State-of-the-Art Stent Technology to Minimize the Risk of Stent Thrombosis and In-Stent Restenosis: Abluminal-Coated Biodegradable Polymer Drug-Eluting Stent.

Since its introduction in 1977, various technological advances have been made in percutaneous coronary interventions (PCIs). Coronary stents, made of metallic scaffolds, have been developed to maintain luminal integrity and overcome the shortcomings of standalone balloon angioplasty with substantially improved procedural efficacy and safety. However, early bare-metal stents (BMSs) are greatly limited by a high restenosis rate of up to 50% and frequently require repeat revascularization due to neointimal hyperplasia.1) To address this inherent limitation of BMS, drug-eluting stents (DESs) coated with anti-proliferative agents were developed and first introduced in 2003.2) Early generation DES using paclitaxel or sirolimus dramatically reduced the rate of in-stent restenosis compared to BMS3); however, its long-term safety has been in question due to the increased incidence of late and very late stent thrombosis.4)

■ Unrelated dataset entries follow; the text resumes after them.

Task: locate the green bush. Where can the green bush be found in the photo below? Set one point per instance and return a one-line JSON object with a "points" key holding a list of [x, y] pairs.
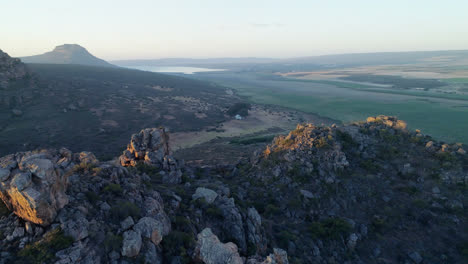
{"points": [[122, 210], [369, 165], [113, 188], [43, 251], [329, 228]]}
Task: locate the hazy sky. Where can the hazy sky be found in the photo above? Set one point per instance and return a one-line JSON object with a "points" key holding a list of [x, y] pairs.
{"points": [[137, 29]]}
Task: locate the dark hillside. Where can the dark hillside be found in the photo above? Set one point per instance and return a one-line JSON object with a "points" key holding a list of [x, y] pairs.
{"points": [[98, 108]]}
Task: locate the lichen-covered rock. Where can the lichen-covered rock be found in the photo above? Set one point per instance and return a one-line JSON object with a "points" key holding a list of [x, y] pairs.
{"points": [[131, 243], [279, 256], [33, 185], [11, 69], [210, 250], [208, 194], [255, 232], [152, 229]]}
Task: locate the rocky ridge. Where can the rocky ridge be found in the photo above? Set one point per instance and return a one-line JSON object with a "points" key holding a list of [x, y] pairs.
{"points": [[11, 70], [367, 192]]}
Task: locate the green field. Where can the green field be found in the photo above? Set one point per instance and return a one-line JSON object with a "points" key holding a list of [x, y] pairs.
{"points": [[443, 116]]}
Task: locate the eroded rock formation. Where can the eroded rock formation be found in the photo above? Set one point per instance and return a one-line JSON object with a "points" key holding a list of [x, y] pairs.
{"points": [[151, 146], [33, 184]]}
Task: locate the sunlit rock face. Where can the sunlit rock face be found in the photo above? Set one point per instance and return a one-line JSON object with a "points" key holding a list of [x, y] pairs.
{"points": [[33, 184], [151, 147]]}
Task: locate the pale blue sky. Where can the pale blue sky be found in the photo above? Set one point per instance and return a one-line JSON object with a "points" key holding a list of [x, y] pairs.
{"points": [[114, 29]]}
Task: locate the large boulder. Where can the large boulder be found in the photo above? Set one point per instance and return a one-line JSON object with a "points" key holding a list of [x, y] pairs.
{"points": [[11, 69], [33, 184], [210, 250], [232, 226], [152, 229], [151, 146], [205, 193], [255, 232]]}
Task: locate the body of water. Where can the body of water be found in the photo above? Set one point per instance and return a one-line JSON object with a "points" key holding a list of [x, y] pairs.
{"points": [[174, 69]]}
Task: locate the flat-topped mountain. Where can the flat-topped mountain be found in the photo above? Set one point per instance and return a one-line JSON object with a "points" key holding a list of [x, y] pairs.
{"points": [[67, 54]]}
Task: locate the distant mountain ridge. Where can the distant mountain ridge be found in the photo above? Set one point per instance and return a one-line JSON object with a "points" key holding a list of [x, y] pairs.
{"points": [[346, 59], [67, 54]]}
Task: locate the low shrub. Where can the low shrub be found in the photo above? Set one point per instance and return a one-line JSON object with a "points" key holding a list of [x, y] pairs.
{"points": [[329, 228], [43, 251]]}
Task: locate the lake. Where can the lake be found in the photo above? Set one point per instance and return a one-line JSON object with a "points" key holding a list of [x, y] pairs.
{"points": [[174, 69]]}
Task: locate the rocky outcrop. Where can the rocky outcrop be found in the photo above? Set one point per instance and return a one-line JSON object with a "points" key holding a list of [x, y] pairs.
{"points": [[33, 184], [151, 146], [11, 70], [255, 232], [131, 243], [205, 193], [210, 250], [307, 148]]}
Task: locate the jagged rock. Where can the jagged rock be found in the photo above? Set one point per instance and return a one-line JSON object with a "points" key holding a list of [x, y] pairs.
{"points": [[4, 174], [208, 194], [210, 250], [255, 235], [307, 194], [127, 223], [151, 146], [279, 256], [232, 224], [415, 257], [131, 243], [76, 227], [29, 228], [11, 70], [37, 188], [352, 241], [151, 228]]}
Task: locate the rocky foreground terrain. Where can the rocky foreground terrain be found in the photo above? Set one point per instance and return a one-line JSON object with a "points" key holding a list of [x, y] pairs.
{"points": [[367, 192], [98, 108]]}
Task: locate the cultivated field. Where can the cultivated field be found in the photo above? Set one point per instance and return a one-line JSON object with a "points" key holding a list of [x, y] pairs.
{"points": [[431, 96]]}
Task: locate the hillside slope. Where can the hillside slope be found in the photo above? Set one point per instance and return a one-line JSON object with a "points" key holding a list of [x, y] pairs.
{"points": [[367, 192], [98, 108], [67, 54]]}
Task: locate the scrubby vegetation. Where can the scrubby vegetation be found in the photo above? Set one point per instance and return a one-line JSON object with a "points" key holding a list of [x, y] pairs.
{"points": [[43, 251]]}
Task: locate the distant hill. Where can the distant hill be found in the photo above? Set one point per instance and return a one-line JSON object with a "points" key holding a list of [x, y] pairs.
{"points": [[67, 54], [194, 62]]}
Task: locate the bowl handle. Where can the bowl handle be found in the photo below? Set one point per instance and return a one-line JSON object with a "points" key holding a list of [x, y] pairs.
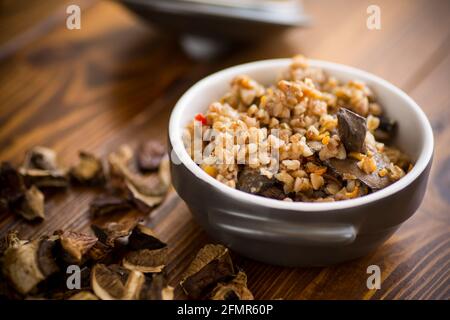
{"points": [[262, 228]]}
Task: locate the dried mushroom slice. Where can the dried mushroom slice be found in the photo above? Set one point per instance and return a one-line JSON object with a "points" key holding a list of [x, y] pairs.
{"points": [[84, 295], [156, 288], [352, 130], [252, 181], [31, 205], [25, 265], [41, 169], [41, 158], [12, 186], [109, 232], [146, 260], [75, 246], [386, 129], [116, 283], [350, 167], [143, 237], [124, 175], [99, 251], [149, 155], [211, 265], [105, 204], [148, 253], [89, 170], [235, 289], [143, 202]]}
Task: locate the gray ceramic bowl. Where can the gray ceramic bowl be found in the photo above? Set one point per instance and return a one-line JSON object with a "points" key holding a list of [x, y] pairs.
{"points": [[295, 233]]}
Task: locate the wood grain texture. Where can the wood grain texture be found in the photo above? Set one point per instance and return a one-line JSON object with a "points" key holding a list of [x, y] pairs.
{"points": [[116, 80]]}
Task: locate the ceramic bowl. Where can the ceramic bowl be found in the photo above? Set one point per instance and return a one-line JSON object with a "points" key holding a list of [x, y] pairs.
{"points": [[299, 233]]}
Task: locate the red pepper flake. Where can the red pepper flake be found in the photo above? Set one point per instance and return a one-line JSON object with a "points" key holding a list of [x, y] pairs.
{"points": [[200, 117]]}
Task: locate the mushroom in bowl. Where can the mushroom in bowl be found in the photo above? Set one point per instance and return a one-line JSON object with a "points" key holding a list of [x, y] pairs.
{"points": [[307, 233]]}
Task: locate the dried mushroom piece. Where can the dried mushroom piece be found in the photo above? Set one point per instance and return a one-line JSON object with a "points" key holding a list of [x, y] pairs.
{"points": [[350, 167], [386, 129], [146, 191], [149, 155], [31, 205], [146, 260], [148, 253], [143, 237], [84, 295], [26, 264], [99, 251], [211, 265], [352, 130], [75, 246], [235, 289], [89, 170], [252, 181], [41, 158], [143, 202], [156, 288], [116, 283], [41, 169], [109, 232], [12, 186], [105, 204], [274, 192]]}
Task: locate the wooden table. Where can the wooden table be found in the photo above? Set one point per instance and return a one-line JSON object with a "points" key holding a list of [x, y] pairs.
{"points": [[116, 80]]}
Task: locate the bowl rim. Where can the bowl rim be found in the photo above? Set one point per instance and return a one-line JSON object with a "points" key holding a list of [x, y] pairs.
{"points": [[178, 149]]}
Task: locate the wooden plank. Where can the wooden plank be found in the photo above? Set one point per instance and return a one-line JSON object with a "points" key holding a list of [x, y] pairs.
{"points": [[116, 80]]}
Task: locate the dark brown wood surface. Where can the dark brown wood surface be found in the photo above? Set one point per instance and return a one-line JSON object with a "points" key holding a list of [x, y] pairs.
{"points": [[116, 80]]}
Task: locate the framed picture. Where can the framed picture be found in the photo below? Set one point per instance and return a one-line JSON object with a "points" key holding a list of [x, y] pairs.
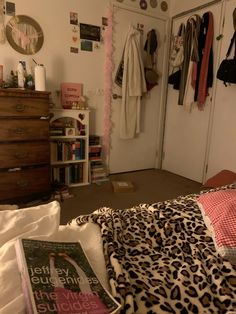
{"points": [[70, 131], [90, 32]]}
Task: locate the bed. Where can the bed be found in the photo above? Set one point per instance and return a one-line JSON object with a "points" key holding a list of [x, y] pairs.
{"points": [[155, 258]]}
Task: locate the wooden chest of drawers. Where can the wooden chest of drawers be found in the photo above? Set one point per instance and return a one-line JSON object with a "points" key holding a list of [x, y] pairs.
{"points": [[24, 144]]}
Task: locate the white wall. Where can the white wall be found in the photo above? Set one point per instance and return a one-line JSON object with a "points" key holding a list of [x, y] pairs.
{"points": [[61, 65], [178, 6]]}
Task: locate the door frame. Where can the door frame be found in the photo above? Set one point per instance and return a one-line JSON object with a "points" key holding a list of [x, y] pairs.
{"points": [[163, 96]]}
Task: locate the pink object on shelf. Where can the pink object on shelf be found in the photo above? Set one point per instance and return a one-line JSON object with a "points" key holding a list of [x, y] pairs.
{"points": [[70, 93]]}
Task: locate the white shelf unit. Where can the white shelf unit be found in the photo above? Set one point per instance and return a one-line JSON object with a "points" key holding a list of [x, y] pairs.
{"points": [[70, 146]]}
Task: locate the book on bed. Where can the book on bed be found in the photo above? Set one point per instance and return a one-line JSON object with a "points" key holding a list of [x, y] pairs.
{"points": [[58, 278]]}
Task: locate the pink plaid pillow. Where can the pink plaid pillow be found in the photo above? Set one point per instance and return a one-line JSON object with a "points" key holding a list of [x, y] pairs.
{"points": [[219, 213]]}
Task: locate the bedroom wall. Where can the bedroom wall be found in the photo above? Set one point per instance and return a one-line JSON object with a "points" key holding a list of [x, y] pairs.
{"points": [[61, 65], [178, 6]]}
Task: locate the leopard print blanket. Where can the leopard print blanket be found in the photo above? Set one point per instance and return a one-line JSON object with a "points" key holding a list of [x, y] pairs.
{"points": [[161, 258]]}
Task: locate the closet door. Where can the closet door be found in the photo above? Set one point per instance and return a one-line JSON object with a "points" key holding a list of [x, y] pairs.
{"points": [[140, 152], [186, 134], [222, 148]]}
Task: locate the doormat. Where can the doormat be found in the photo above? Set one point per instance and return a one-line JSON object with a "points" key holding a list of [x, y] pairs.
{"points": [[122, 186]]}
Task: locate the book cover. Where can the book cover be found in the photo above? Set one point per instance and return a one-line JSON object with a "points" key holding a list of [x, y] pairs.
{"points": [[58, 278], [70, 92]]}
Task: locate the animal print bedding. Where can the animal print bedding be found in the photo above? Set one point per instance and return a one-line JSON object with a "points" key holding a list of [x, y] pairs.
{"points": [[161, 258]]}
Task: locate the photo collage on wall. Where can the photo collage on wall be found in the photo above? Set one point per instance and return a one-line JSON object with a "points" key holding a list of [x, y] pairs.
{"points": [[149, 4], [85, 37]]}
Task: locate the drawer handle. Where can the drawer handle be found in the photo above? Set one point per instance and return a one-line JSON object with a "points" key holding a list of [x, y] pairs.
{"points": [[22, 155], [20, 107], [19, 130], [22, 183]]}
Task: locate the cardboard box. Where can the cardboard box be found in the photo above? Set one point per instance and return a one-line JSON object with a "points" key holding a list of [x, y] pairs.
{"points": [[122, 186]]}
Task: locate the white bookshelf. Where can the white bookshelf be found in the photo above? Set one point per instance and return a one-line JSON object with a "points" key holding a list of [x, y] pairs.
{"points": [[69, 142]]}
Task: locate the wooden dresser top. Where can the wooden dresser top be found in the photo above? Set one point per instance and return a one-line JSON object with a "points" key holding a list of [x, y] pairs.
{"points": [[16, 92]]}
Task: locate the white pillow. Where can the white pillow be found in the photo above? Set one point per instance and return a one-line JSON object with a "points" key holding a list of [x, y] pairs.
{"points": [[38, 222]]}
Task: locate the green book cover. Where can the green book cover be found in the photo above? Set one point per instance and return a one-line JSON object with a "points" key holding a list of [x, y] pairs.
{"points": [[58, 278]]}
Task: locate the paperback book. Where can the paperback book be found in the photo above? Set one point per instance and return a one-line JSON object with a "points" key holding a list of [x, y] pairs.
{"points": [[58, 278]]}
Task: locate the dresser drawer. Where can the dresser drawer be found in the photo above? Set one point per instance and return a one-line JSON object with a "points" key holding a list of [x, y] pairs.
{"points": [[24, 183], [21, 104], [23, 129], [24, 154]]}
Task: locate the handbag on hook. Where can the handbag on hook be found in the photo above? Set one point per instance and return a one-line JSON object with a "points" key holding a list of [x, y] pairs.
{"points": [[227, 68]]}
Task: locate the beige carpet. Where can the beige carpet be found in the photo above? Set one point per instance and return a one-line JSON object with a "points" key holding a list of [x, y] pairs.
{"points": [[150, 186]]}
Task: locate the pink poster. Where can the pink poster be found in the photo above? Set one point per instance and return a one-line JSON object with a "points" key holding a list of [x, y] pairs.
{"points": [[70, 93]]}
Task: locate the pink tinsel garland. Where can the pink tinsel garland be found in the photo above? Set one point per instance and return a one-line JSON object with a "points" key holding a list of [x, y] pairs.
{"points": [[108, 82]]}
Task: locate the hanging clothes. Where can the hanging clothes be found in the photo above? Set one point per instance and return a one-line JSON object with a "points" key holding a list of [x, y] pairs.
{"points": [[205, 68], [150, 48], [133, 86], [186, 94]]}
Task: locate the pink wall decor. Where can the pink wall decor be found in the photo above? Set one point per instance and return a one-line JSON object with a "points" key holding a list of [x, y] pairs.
{"points": [[108, 82]]}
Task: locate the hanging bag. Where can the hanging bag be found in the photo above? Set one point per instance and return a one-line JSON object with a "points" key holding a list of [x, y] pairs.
{"points": [[227, 68], [177, 52]]}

To overcome the limitations of early generation DES, intensive efforts on stent technology have been made over the last 2 decades, and new-generation DES has been developed to minimize the risk of in-stent restenosis and stent thrombosis. Contemporary new-generation DES represents multiple conceptual innovations in each structural component constituting the stent technology: 1) thinner metallic stent strut platform using cobalt-chromium or platinum-chromium, 2) new polymer coatings with improved biocompatibility, and 3) controlled release of new anti-proliferative drugs with greater lipophilicity.2)5)6) In particular, abluminal polymer coating technology allows for the effective delivery of anti-proliferative drugs to the vascular beds and reduces intraluminal thrombogenicity simply by removing the polymer on the luminal side.7)8) This has been correlated with greater biocompatibility, enhanced re-endothelialization, reduced thrombogenicity, and diminished chronic inflammatory response.

To test the superiority of the technological advances of new-generation DES, Yoon et al.9) reported a prospective, multi-center, parallel, single-blind, randomized study investigating the clinical efficacy and safety of Osstem Cardiotec Centum DES (Osstem Cardiotec Co., Seoul, Korea) compared to Xience Alpine DES, the contemporary new-generation DES of the Xience family (Abbott Laboratories, Chicago, IL, USA). Osstem Cardiotec Centum is a cobalt-chromium everolimus-eluting stent with an abluminal-coated biodegradable polymer and a strut thickness of 85 μm consisting of an open 6-cell structure supported by peak-to-valley connectors. This unique stent strut design provides a lower metal-to-artery ratio, enhances both radial and longitudinal strength, and enables high flexibility and cross-ability. Collectively, these structural features are expected to improve overall stent performance and have a positive effect on the procedural success rate. Fifty-five patients in the Osstem Cardiotec Centum DES group and 58 patients in the Xience Alpine DES group were enrolled in this study. The primary efficacy endpoint was in-segment late lumen loss (LLL) as assessed by quantitative coronary angiography (QCA) at 9 months and the secondary endpoints were target lesion failure (TLF) at 9 months and clinical success rate. Angiographic findings at the 9-month follow-up showed similar minimal lumen diameter and diameter stenosis values in both groups. However, in-segment LLL of the Osstem Cardiotec Centum DES group was significantly lower compared to that of the Xience Alpine DES group (0.09±0.13 mm vs. 0.12±0.14 mm; p=0.034). In addition, the Osstem Cardiotec Centum DES demonstrated angiographic non-inferiority to Xience Alpine DES. The procedural success rate was excellent, reporting 100% in both groups, and only one TLF episode occurred in the Xience Alpine DES group.

In the present comparative study, the 9-month angiographic outcome of the novel Osstem Cardiotec Centum DES was comparable to Xience Alpine DES. However, despite showing promising angiographic results, a few issues must still be addressed. First, this study was conducted only on clinically stable patients with non-complex coronary artery disease. Therefore, the present stent technology needs to be further validated in various clinical settings, including complex high-risk PCI (e.g., left main disease, bifurcation lesion, heavily calcified lesion, chronic total occlusion, and acute myocardial infarction), to ensure broader application. Second, the present study was statistically underpowered to detect significant benefits on clinical outcomes due to the small sample size. Future studies with larger sample sizes are required for the appropriate assessment of clinical outcomes. Third, the main outcomes were investigated solely by angiographic assessment without the implementation of intravascular imaging, which could have provided a more comprehensive insight on stent strut coverage and intimal hyperplasia.10) The angiographic outcome of this study should be further validated using intravascular imaging modalities in future studies. Finally, based on the present results, future studies should aim to provide large-scale real-world evidence to confirm the long-term clinical benefit of this novel everolimus-eluting, abluminal-coated biodegradable polymer stent technology.